Just to share my perspective as a SSR owner. Everyone says to buy where you want to stay and that is what I did. We purchased a 100 point resale at SSR in October 2017 then a 75 point direct add on in June 2019. We want to stay at Walt Disney World. SSR was the most economical way to do that so that is where we purchased. Now, 5 trips into our ownership I have only been there once. To visit and look around in November 2017 just days after we closed on the resale contract.
I guess what I'm saying is everyone's circumstances are different and buy where you want to stay means something different to some of us.
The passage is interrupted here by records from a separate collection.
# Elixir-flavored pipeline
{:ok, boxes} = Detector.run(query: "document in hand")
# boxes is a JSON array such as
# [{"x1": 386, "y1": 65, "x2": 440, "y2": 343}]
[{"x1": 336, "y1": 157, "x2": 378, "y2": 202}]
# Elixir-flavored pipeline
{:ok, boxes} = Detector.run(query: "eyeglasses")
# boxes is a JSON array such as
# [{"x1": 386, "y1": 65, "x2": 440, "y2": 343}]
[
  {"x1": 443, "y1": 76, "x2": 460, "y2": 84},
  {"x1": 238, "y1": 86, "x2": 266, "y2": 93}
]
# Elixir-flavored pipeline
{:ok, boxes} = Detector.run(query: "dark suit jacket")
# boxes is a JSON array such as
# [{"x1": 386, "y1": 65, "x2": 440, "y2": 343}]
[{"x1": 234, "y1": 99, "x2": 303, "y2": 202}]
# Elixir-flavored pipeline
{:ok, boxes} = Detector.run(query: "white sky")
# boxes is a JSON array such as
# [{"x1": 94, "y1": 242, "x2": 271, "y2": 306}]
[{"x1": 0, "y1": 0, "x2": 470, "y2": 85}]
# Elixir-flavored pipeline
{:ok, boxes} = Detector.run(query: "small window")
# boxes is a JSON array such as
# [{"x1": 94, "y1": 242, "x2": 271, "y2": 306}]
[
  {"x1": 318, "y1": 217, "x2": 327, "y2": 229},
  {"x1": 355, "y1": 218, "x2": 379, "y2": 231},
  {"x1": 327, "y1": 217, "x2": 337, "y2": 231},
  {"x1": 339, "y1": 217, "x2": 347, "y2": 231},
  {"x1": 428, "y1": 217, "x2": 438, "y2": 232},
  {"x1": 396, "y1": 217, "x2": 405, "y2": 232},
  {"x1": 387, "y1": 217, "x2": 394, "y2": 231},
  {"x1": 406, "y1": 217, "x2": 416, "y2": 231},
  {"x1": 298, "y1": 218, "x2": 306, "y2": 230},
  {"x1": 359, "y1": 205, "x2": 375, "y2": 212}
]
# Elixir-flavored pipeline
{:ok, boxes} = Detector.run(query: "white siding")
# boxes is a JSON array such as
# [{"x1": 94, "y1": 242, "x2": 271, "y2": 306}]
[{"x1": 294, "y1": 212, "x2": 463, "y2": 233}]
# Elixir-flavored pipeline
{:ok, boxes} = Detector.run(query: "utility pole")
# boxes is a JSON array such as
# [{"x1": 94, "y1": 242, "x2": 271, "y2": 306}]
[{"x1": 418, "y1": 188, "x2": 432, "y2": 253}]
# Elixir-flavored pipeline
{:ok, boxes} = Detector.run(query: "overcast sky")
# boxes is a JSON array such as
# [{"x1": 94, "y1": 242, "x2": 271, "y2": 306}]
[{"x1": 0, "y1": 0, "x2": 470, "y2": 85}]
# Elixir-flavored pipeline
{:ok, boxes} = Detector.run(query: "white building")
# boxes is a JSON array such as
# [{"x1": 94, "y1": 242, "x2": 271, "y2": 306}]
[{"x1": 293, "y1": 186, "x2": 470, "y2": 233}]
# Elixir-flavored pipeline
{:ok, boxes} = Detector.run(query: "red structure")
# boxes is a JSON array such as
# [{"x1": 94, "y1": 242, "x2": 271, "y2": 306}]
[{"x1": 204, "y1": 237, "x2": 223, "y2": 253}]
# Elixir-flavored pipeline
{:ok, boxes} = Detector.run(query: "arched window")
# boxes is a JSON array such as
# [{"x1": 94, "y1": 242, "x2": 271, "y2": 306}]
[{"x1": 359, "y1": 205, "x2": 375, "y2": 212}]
I must admit that I was a bit naive when we did our
DVC tour in 2010. We were staying off property, and I just happened to engage a CM at one of the DVC kiosks in "Downtown Disney".
The driving factors for me included the advantages of staying "on-property", which I interpreted exactly as you did, meaning anywhere in WDW!
SSR was still available at the time, and BLT was the "new kid on the block", and I think they were pushing a 160 point buy in.
I distinctly remember our guide, Rafael (since retired), saying many times that "a point is a point".
He also repeated the banking/borrowing scenarios for those "big vacations"

But I actually did the math on the spot, and went with SSR from an economical approach, under the "a point is a point" assumption.
We have been fortunate to have options at the 7 Month mark, and have stayed at several different resorts. When we can grab a different location at 7 months, I do feel fortunate, not entitled.
There are a few things we will likely never get at 7 Months (like the AKV-Values), but that's okay because WCS (Worst Case Scenario) is we stay at SSR.
The only complaint I have to-date is the recent point-shuffling (re-allocations), the additional "seasons", and the change in status of Congress Park to a "Preferred View Location".